Many of Culver’s problems are of his own making, while others are the just the product of bad timing. He is hardly to blame for a sour economy that has not only stricken the state but the nation and the world. There’s little — if any — he can do at this point to turn the global tide.

Culver hasn’t made any friends with his deep budget cuts. In fact, he’ll probably lose at least 300 supporters — roughly the number of state employees he’ll fire as a result of labor-union negotiations. That and the 10 percent cut he’s asked all state entities to take couldn’t come at a worse time. At a time when state bodies, including the UI, are cutting everywhere they can, asking for additional cuts seems like a slap in the face.

But what is a governor to do? States do not have the luxury of going into debt like the federal government. Culver needed to find a way to balance the budget or face a statewide shut down. His cuts were painful but necessary. His voluntary pay cut, despite its largely symbolic nature, was an admirable move, but he needs to do more. He needs to justify asking for additional cuts. He needs to state the consequences of an unbalanced budget and challenge his competitors to do better.

He should challenge his competitors to do better, because some already have answers. Bob Vander Plaats has criticized the hundreds of millions of dollars Iowa gives away each year in tax cuts, calling to replace them with standardized, lower rates. Culver should run with that and propose to cut the plethora of tax credits, especially in the wake of the film-tax-credit scandal. Ending these credits could bring Iowa closer to filling its budget gaps next year, and the governor wouldn’t have to worry about criticism for raising taxes — Vander Plaats already proposed the idea.

Nor should Culver worry about criticism from Branstad about taxes. The former governor twice raised the sales tax during his tenure.

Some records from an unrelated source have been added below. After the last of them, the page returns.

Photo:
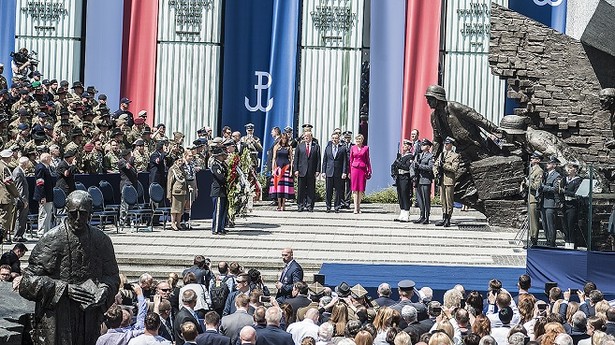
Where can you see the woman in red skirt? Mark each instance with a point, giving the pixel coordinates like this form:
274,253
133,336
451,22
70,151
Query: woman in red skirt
282,186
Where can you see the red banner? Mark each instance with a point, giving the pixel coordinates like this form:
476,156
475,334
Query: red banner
139,55
421,58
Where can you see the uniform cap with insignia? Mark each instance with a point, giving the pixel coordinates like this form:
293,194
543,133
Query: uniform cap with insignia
178,137
7,153
358,291
343,289
316,288
406,285
89,147
69,153
426,142
76,132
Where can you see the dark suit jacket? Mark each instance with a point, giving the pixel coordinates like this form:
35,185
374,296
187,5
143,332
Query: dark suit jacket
43,187
335,166
304,164
273,335
292,275
210,337
128,173
66,177
297,302
182,316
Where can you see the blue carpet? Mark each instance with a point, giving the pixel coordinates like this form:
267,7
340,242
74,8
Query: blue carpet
439,278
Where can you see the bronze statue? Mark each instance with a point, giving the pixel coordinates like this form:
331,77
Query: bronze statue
607,102
467,127
72,276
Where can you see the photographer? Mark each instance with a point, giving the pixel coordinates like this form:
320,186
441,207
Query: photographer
23,63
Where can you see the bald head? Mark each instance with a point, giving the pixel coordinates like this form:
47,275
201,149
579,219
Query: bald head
248,335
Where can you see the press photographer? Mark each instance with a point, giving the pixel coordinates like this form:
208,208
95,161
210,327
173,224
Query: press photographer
23,62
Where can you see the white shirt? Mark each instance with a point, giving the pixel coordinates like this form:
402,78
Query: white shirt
302,329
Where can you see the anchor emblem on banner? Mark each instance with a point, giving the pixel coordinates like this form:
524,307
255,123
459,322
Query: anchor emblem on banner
259,87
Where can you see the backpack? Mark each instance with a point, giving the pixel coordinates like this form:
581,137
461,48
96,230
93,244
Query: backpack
219,292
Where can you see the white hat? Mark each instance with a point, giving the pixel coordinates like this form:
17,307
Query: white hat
6,153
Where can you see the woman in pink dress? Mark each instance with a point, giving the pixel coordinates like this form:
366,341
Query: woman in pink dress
360,171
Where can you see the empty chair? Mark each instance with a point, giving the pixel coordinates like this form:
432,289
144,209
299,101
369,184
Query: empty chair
98,208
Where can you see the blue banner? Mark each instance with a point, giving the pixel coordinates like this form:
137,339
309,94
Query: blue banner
551,13
246,78
8,15
105,23
387,37
283,67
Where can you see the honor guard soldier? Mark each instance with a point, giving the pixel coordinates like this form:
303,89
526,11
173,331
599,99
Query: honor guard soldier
424,174
141,158
253,144
445,169
551,201
532,184
402,171
218,190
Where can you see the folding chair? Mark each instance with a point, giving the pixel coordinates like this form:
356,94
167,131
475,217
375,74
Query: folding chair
158,203
98,209
140,218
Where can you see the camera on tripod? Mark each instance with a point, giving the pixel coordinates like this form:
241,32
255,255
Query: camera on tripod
22,56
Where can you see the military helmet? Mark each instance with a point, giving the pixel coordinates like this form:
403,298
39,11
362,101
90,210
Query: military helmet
79,200
437,92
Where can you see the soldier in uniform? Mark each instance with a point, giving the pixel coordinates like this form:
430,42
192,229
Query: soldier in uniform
551,201
218,190
532,184
92,160
141,159
445,168
253,144
424,173
112,158
402,170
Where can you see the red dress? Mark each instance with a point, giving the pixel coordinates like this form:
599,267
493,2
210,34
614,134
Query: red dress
360,167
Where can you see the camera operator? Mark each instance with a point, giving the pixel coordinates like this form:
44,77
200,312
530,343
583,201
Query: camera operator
23,63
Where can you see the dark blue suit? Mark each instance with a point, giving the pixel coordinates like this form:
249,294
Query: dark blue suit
211,337
290,276
333,167
273,335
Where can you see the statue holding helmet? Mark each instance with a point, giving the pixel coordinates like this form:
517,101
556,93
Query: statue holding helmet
73,277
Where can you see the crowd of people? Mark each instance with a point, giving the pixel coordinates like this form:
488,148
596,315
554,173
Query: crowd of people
235,306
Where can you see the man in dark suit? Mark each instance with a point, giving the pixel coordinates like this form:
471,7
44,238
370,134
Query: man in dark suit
66,172
233,323
299,299
292,273
424,173
273,334
242,286
551,201
23,205
185,314
335,169
211,336
306,166
43,193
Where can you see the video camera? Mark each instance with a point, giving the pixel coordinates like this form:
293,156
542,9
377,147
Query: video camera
21,58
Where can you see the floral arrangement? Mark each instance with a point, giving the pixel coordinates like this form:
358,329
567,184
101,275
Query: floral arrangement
240,191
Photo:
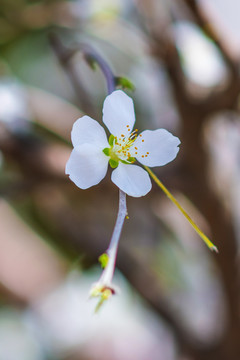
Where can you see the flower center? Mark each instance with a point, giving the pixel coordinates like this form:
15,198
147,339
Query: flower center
122,148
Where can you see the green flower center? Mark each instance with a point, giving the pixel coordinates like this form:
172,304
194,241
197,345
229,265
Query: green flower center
121,149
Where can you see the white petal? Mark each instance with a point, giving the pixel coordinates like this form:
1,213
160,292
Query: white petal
87,166
132,179
159,146
118,113
86,130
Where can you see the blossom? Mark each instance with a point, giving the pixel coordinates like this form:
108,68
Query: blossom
92,151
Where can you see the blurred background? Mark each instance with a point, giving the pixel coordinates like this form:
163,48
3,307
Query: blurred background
178,300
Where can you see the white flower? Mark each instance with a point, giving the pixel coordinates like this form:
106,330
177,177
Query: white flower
88,162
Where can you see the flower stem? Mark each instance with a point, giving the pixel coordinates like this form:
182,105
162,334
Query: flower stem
207,241
92,56
113,246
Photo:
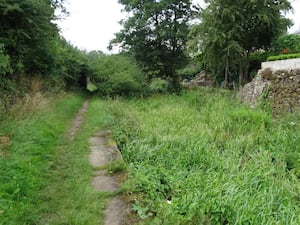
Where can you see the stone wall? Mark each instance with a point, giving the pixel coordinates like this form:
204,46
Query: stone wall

Branstad enjoys a substantial lead now, but this may prove to be temporary and nothing more than nostalgia. Most people remember Branstad’s time in office the way they view the ’90s in general — through rose-tinted glasses. To most people, the ’90s were a time when unemployment was at an all-time low, a time when Iowans and Americans in general had little if any cares. Few people seem to remember the harsh recession in 1992, Branstad’s 37 percent approval rating at that time, and the numerous times he raised taxes in order to balance the budget.

Culver will need to remind Iowans of that, and Branstad will have to shift their focus. Branstad has done a good job of that so far, letting the rumor mill run wild about his candidacy and the Draft Branstad Movement do all his heavy lifting for him. The former governor will have to take the initiative, however, once he officially declares his candidacy. He’ll need to focus on his steady hand, his stewardship in troubled times (’92 recession and ’93 floods). Branstad will also need to make sure all his skeletons are tucked safely away in his closet.

Things look pretty grim for the current governor and pretty promising for the former, but there’s over a year of campaigning left until the election next year. The economy may turn around, new allegations may arise — old ones, too. The one certainty for both candidates is that they’ll need to assert themselves if they are to cross that finish line to make it to Terrace Hill.